HC Deb 23 February 1914 vol 58 cc1413-4W
Mr. SNOWDEN

asked the Chancellor of the Exchequer if he will state in whom is vested the power of appointing the Public Works Loans Board; who appoints the secretary to the Board; if an appointment has been made to fill the vacancy of secretary, and, if so, who has been appointed and what were his qualifications for the post; if there were other candidates for the post, how many; if there was no official on the administrative staff capable of filling the post; if he will explain why the post of assistant secretary to the Board, which was abolished in 1897, has been revived, and by whom has it been filled; if the person appointed to this post is related to any members or late members of the Board or officials of the Board; and if he was a member of the Civil Service, when did he enter and in what capacity?

Mr. MONTAGU

The Public Works Loan Commissioners are appointed by a special Act of Parliament. The latest of such Acts was the Public Works Loans Act, 1910, which appointed the gentlemen named therein for a period of five years from 1st April, 1911. Similar Acts have been passed quinquennially since the date of the Public Works Loans Act, 1875, by which the Public Works Loan Board was first constituted in its present form. The appointment of Secretary to the Boards vests in the Commissioners under the Act last quoted, and they have recently filled a vacancy in the post by the promotion thereto of the chief clerk, Mr. G. A. Calder, the official on the administrative staff of the office next in rank to the secretary. His service with the Board dates back to 1876, when he entered as a lower division clerk. The post of Assistant-Secretary to the Board has not been revived as a separate post, but the title of the post of the chief clerk has been altered to "Assistant Secretary and Chief Clerk" without change in the scale of salary.
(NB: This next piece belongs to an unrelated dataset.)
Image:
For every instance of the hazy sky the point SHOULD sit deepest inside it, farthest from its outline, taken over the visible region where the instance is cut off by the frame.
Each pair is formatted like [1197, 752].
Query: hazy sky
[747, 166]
This has been done in order that there might be an officer authorised in the Secretary's absence to perform any act which is required to be performed by the Secretary under the terms of the Regulations issued under the Act of 1875 already quoted. This post, rendered vacant by Mr. Calder's promotion to be Secretary, has been filled, with Treasury approval, by the promotion of Mr. H. G. H. Barnes, previously Chief Clerk to the Board's Solicitor and himself a qualified solicitor. I am informed that Mr. Barnes, who is a son of a former Solicitor to the Board who died in 1900, entered the service of Chief Clerk to the Board's present Solicitor in 1910, and that he is unrelated to any present or past Member of the Board or any official of the Board.